Machine-learning techniques are increasingly used to deal with a variety of problems in agriculture. However, challenges with the application of machine-learning, such as analyzing the performance achieved through learning from small data sets, still remain. This study focused on using graphical and statistical techniques to analyze the results of machine-learning experiments involving data preprocessing and algorithm tuning. Data consisted of 1428 cases that were classified by a dairy-nutrition specialist as outliers (34 cases) or non-outliers. The performance of classifiers, generated with decision-tree induction, was estimated through ten-fold cross validation. Relative operating characteristic (ROC) curves were used to visualize the achieved trade-offs between correctly classifying positive and negative cases.
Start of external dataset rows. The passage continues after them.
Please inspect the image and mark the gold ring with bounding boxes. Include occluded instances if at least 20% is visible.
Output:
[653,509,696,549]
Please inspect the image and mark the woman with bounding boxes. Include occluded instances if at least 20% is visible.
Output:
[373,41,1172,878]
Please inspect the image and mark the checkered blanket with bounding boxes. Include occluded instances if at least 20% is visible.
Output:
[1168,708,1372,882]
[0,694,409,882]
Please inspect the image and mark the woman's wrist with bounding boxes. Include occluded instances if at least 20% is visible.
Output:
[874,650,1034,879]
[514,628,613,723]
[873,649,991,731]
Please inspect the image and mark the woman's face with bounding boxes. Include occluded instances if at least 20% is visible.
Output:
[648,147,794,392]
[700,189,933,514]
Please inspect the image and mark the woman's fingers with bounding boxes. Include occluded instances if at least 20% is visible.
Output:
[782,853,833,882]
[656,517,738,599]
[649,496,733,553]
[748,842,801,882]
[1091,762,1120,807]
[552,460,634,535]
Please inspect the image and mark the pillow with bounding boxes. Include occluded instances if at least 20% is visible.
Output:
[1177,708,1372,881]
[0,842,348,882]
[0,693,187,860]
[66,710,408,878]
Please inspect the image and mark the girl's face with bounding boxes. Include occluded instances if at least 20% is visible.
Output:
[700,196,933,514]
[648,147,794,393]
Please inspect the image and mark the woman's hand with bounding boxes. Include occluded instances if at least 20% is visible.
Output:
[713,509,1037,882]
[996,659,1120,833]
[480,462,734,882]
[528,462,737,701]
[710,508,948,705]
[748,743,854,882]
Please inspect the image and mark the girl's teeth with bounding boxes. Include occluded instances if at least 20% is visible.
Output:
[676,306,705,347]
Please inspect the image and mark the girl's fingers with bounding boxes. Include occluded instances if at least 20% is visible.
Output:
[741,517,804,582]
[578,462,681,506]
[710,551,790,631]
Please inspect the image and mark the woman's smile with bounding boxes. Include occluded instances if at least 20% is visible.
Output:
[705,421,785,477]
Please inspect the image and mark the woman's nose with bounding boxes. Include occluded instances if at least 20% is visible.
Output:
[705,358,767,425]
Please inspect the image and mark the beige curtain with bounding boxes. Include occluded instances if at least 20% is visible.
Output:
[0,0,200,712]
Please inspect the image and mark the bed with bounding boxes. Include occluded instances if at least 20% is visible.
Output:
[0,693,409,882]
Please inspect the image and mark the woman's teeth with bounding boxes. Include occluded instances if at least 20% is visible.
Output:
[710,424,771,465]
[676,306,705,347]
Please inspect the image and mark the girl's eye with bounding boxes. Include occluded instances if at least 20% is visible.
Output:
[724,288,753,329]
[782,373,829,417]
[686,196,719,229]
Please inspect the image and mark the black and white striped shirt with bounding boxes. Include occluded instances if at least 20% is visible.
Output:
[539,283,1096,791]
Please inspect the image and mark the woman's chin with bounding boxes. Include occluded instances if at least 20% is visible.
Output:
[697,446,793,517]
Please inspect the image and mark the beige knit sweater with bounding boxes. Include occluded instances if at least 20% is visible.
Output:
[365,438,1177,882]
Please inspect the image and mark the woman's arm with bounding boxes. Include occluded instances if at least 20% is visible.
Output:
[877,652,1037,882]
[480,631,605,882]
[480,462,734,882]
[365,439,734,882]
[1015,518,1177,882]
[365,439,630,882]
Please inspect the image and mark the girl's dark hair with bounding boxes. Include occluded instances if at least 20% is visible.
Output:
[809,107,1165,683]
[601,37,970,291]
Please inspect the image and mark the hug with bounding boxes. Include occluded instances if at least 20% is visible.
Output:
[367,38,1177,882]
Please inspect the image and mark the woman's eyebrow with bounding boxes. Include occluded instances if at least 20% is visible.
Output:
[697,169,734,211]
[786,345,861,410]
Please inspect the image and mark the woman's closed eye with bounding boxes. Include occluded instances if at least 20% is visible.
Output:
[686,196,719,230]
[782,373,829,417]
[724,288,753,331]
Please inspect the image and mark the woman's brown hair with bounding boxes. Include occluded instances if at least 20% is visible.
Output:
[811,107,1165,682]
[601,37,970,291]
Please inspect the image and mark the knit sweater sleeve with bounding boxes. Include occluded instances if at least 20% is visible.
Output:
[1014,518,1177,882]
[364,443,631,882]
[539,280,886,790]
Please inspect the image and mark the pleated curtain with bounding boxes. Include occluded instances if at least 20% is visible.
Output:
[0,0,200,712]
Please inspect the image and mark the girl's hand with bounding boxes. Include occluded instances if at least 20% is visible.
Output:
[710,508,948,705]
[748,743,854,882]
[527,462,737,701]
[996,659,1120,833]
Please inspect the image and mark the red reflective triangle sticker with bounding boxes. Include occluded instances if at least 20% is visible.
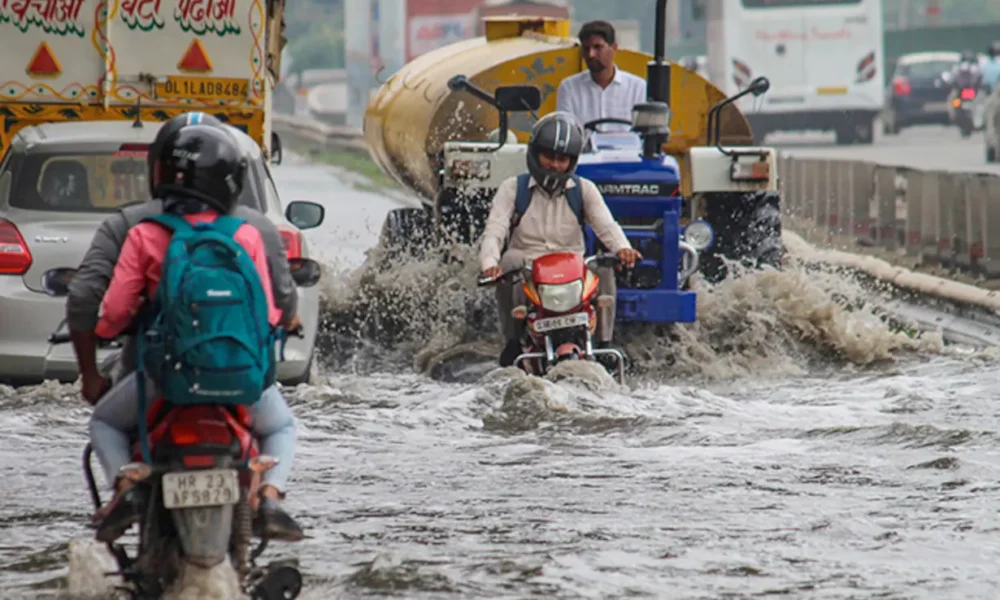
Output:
[177,38,212,73]
[24,42,62,77]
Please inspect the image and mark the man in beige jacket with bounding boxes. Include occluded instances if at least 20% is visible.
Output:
[479,112,642,366]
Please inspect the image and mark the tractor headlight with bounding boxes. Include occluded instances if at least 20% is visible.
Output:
[684,219,715,252]
[538,279,583,312]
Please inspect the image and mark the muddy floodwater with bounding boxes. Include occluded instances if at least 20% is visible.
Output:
[0,163,1000,599]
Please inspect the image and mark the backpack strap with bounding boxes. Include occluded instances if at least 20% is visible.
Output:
[139,212,194,233]
[212,215,246,237]
[510,173,584,234]
[507,173,533,232]
[566,175,584,229]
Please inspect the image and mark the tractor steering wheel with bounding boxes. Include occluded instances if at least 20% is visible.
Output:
[583,118,632,133]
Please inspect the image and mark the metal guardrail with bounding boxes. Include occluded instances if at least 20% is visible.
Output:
[778,153,1000,279]
[273,115,1000,279]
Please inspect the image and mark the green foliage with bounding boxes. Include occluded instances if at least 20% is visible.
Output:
[285,0,345,72]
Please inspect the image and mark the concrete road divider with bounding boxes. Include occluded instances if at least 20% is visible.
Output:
[778,153,1000,279]
[271,114,368,154]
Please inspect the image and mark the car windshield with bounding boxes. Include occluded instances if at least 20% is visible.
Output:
[7,144,260,212]
[901,60,958,79]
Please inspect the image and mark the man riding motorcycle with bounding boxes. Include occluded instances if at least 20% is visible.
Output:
[951,50,982,90]
[67,113,303,541]
[982,42,1000,93]
[479,112,642,367]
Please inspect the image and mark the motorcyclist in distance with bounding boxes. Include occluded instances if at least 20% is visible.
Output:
[982,41,1000,93]
[78,117,303,541]
[479,112,642,366]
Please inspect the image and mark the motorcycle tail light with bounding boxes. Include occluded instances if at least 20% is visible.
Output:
[247,454,279,473]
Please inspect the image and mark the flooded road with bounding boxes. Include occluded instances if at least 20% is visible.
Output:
[0,157,1000,599]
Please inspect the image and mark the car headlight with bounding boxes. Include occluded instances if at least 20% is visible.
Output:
[538,279,583,312]
[684,219,715,252]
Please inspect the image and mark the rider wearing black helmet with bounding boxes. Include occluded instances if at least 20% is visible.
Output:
[159,125,247,214]
[479,112,642,366]
[146,111,226,198]
[81,124,303,542]
[951,50,982,90]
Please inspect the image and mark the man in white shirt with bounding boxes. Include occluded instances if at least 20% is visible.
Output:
[556,21,646,131]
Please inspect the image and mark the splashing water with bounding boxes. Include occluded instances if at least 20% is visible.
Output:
[321,232,942,381]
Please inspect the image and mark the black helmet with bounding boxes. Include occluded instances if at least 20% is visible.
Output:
[527,112,584,194]
[146,111,225,198]
[160,125,247,214]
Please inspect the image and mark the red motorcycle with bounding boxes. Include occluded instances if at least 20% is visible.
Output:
[43,259,320,600]
[479,252,625,384]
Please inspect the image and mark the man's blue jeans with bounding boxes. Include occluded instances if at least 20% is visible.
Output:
[88,373,296,493]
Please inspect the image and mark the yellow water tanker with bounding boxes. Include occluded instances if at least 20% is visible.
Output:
[364,17,753,200]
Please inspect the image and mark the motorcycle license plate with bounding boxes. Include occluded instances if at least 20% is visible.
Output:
[162,469,240,509]
[535,313,590,333]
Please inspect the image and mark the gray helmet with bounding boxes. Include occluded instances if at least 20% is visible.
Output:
[528,112,584,194]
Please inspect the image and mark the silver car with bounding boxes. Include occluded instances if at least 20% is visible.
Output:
[0,121,324,385]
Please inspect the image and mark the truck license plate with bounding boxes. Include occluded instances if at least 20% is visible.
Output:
[535,313,590,333]
[156,76,250,100]
[162,469,240,509]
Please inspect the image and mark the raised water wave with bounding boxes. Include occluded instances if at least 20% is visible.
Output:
[321,236,942,380]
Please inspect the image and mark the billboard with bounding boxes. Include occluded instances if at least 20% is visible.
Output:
[406,0,484,61]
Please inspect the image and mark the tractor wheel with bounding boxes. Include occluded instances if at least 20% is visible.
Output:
[700,191,785,282]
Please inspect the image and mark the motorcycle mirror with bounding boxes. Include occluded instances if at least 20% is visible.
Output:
[42,268,76,298]
[288,258,323,287]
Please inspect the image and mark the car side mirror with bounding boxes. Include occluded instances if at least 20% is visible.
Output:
[271,131,284,165]
[42,268,76,298]
[288,258,323,287]
[285,200,326,230]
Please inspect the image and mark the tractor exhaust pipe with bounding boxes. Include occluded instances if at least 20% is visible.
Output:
[646,0,670,106]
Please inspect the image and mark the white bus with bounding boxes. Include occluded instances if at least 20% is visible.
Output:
[706,0,885,144]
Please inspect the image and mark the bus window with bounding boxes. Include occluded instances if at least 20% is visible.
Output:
[742,0,861,8]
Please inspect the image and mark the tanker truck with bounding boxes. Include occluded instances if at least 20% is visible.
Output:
[364,0,784,323]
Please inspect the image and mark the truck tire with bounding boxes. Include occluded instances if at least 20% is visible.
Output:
[379,208,431,257]
[699,191,785,282]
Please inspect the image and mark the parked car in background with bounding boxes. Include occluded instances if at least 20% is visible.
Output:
[882,52,961,134]
[0,121,324,384]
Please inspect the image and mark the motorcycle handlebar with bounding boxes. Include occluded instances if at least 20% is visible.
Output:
[476,253,621,287]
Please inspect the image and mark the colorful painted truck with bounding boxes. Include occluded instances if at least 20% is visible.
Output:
[0,0,284,157]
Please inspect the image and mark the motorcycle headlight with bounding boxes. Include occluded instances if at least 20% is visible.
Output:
[538,279,583,312]
[684,219,715,252]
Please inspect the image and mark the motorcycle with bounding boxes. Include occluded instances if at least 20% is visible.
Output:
[948,79,989,137]
[478,252,625,385]
[42,259,321,600]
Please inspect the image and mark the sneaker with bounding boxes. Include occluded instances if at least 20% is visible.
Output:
[253,498,306,542]
[94,488,144,543]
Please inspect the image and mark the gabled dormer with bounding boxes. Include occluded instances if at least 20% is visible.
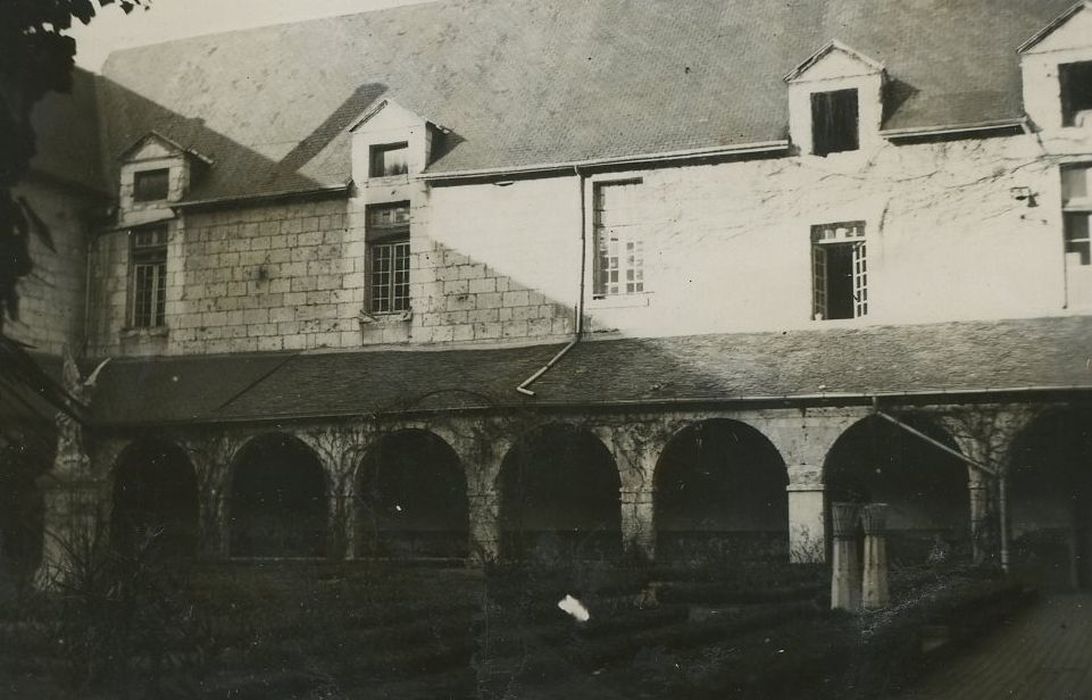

A performance index, representing the mean true positive rate of these curves for a limited range of false positive rate values, was developed to facilitate comparison among classification schemes. Analysis of variance (ANOVA) was used to determine whether real differences existed for the expected performance on new data among the different combinations of data preprocessing and algorithm configurations evaluated in this study. In terms of data preprocessing, randomly assigning herds to the folds of the cross validation did not perform significantly differently from assigning cases to folds, while using a special value to indicate irrelevant attribute values significantly improved the performance over treating these values as unknown. Tuning the configuration of the decisiontree induction algorithm significantly improved the classification performance. The application of ten-fold cross validation in combination with ROC curves and ANOVA was found to be useful in analyzing the results of machine-learning experiments involving decision-tree induction and small data sets. These methods could also be used with other machine-learning techniques such as artificial neural networks and instance-based learning.